We have an enormous quantity of data on Wikimedia projects, and many ways that we can examine those data. As this Dilbert strip points out, context is important, and looking at statistics devoid of their larger contexts can be problematic. http://dilbert.com/strips/comic/1993-02-07/
Since data analysis is also something that Wikipedia does in the areas I mentioned previously, I'm passing along a few links for those who may be interested about the benefits and limitations of big data.
* Links:
From the Harvard Business Review
http://hbr.org/2012/04/good-data-wont-guarantee-good-decisions/ar/1
From the New York Times
https://www.nytimes.com/2012/12/30/technology/big-data-is-great-but-dont-for... and https://www.nytimes.com/2012/02/12/sunday-review/big-datas-impact-in-the-wor...
From the Wall Street Journal. This may be especially interesting to those who are participating in the discussions on Wikimedia-l regarding how Wikimedia selects, pays, and manages its staff.
http://online.wsj.com/article/SB10000872396390443890304578006252019616768.ht...

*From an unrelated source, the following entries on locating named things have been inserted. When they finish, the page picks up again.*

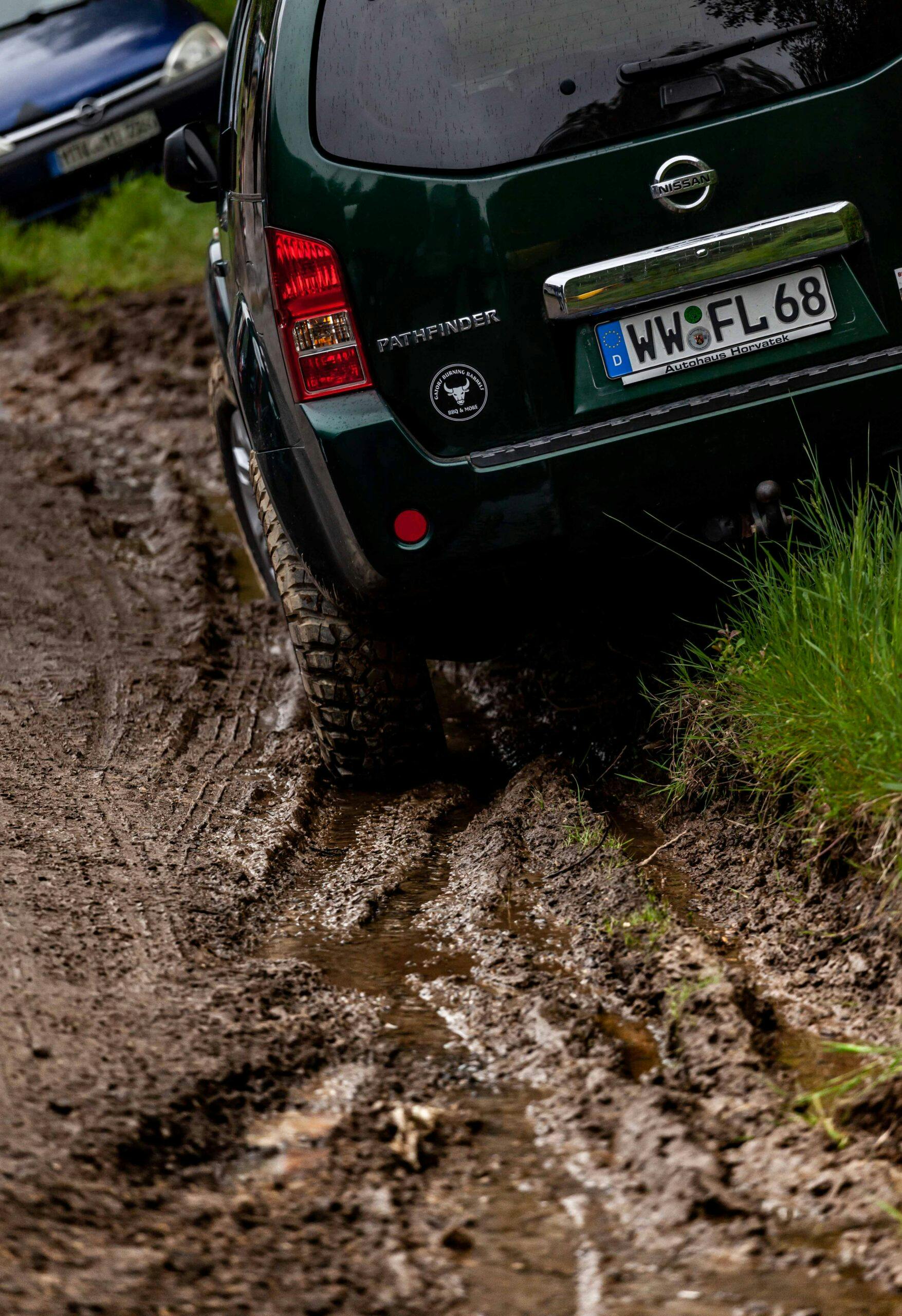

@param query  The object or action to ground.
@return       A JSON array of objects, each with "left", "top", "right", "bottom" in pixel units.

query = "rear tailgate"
[{"left": 269, "top": 0, "right": 902, "bottom": 456}]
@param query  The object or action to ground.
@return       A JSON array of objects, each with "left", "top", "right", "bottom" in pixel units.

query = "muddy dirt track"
[{"left": 0, "top": 291, "right": 902, "bottom": 1316}]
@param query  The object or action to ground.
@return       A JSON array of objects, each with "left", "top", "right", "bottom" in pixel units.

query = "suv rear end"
[{"left": 196, "top": 0, "right": 902, "bottom": 774}]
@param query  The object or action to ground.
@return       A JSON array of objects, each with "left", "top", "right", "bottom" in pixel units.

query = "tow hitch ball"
[{"left": 705, "top": 480, "right": 793, "bottom": 543}]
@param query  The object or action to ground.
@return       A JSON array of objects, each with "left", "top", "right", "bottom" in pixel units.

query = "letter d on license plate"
[{"left": 596, "top": 266, "right": 836, "bottom": 385}]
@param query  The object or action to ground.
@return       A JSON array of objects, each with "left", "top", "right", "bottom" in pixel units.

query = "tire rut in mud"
[{"left": 0, "top": 292, "right": 902, "bottom": 1316}]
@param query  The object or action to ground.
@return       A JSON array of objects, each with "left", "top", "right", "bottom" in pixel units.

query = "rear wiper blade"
[{"left": 617, "top": 23, "right": 819, "bottom": 83}]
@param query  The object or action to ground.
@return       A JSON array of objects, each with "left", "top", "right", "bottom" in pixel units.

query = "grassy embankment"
[
  {"left": 661, "top": 480, "right": 902, "bottom": 876},
  {"left": 0, "top": 0, "right": 234, "bottom": 298}
]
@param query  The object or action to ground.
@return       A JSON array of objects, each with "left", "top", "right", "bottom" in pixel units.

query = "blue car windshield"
[{"left": 0, "top": 0, "right": 87, "bottom": 29}]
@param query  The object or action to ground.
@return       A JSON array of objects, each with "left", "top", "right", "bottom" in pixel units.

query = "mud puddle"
[
  {"left": 252, "top": 742, "right": 601, "bottom": 1316},
  {"left": 241, "top": 763, "right": 900, "bottom": 1316}
]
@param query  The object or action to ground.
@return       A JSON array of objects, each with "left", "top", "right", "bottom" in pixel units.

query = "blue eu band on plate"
[{"left": 596, "top": 266, "right": 836, "bottom": 385}]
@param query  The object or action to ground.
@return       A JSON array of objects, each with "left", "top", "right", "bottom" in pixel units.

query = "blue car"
[{"left": 0, "top": 0, "right": 226, "bottom": 218}]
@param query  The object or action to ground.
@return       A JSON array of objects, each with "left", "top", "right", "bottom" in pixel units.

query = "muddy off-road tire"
[{"left": 251, "top": 455, "right": 445, "bottom": 783}]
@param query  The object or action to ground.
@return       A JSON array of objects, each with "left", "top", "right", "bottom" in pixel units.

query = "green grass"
[
  {"left": 602, "top": 896, "right": 671, "bottom": 950},
  {"left": 791, "top": 1043, "right": 902, "bottom": 1149},
  {"left": 0, "top": 175, "right": 216, "bottom": 298},
  {"left": 0, "top": 0, "right": 235, "bottom": 298},
  {"left": 660, "top": 479, "right": 902, "bottom": 871},
  {"left": 195, "top": 0, "right": 235, "bottom": 31}
]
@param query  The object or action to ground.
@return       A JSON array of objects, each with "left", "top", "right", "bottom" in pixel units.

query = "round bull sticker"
[{"left": 430, "top": 366, "right": 489, "bottom": 420}]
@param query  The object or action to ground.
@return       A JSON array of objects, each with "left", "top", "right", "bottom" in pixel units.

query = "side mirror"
[{"left": 163, "top": 124, "right": 219, "bottom": 202}]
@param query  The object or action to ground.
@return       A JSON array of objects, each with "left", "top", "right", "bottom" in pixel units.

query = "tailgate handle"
[{"left": 543, "top": 202, "right": 865, "bottom": 320}]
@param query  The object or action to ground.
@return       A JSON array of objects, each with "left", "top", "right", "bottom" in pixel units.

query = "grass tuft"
[
  {"left": 195, "top": 0, "right": 235, "bottom": 31},
  {"left": 0, "top": 175, "right": 216, "bottom": 298},
  {"left": 791, "top": 1043, "right": 902, "bottom": 1149},
  {"left": 659, "top": 479, "right": 902, "bottom": 871}
]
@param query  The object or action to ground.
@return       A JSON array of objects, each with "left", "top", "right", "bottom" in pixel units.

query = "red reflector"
[
  {"left": 266, "top": 229, "right": 370, "bottom": 403},
  {"left": 300, "top": 348, "right": 367, "bottom": 393},
  {"left": 394, "top": 507, "right": 429, "bottom": 543}
]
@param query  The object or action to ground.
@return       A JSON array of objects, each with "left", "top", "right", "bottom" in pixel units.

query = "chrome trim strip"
[
  {"left": 542, "top": 202, "right": 865, "bottom": 320},
  {"left": 0, "top": 68, "right": 163, "bottom": 158},
  {"left": 467, "top": 348, "right": 902, "bottom": 470}
]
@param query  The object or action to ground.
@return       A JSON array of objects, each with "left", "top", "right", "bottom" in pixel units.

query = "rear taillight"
[{"left": 266, "top": 229, "right": 370, "bottom": 403}]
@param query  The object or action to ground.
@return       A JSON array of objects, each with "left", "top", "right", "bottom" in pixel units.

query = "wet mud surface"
[{"left": 0, "top": 291, "right": 902, "bottom": 1316}]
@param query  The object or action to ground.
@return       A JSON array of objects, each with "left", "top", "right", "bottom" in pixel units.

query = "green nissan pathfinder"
[{"left": 165, "top": 0, "right": 902, "bottom": 780}]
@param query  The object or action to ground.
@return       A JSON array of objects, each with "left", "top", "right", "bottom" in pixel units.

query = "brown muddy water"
[
  {"left": 242, "top": 716, "right": 902, "bottom": 1316},
  {"left": 0, "top": 289, "right": 902, "bottom": 1316}
]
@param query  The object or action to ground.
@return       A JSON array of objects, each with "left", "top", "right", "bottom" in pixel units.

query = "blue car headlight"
[{"left": 162, "top": 23, "right": 228, "bottom": 83}]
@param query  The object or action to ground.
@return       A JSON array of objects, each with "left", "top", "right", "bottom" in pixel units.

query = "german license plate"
[
  {"left": 50, "top": 109, "right": 160, "bottom": 174},
  {"left": 596, "top": 266, "right": 836, "bottom": 385}
]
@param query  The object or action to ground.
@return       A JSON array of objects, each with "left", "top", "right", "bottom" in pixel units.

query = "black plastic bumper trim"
[{"left": 469, "top": 348, "right": 902, "bottom": 470}]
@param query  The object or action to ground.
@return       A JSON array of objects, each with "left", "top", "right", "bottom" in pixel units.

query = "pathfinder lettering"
[{"left": 376, "top": 310, "right": 501, "bottom": 352}]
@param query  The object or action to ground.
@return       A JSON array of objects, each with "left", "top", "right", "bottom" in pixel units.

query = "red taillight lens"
[{"left": 266, "top": 229, "right": 370, "bottom": 403}]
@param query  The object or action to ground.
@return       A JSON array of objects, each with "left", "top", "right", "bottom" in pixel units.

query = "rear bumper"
[
  {"left": 251, "top": 349, "right": 902, "bottom": 599},
  {"left": 222, "top": 212, "right": 902, "bottom": 637},
  {"left": 0, "top": 61, "right": 222, "bottom": 220}
]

And from English Wikipedia (: https://en.wikipedia.org/wiki/Big_data and https://en.wikipedia.org/wiki/Data_mining and https://en.wikipedia.org/wiki/Business_intelligence
Cheers,
Pine
Hi Pine,
It might be because of the alcohol I've ingested these last days, but - what are you proposing exactly?
Hapy new year, strainu
2012/12/30, ENWP Pine deyntestiss@hotmail.com:
I'm sending this to Wikimedia-l, Wikitech-l, and Research-l in case other people in the Wikimedia movement or staff are interested in "big data" as it relates to Wikimedia. I hope that those who are interested in discussions about WMF editor engagement efforts, WMF fundraising, or WMF HR practices will also find that this email interests them. Feel free to skip straight to the links in the latter portion of this email if you're already familiar with "big data" and its analysis and if you just want to see what other people are writing about the subject.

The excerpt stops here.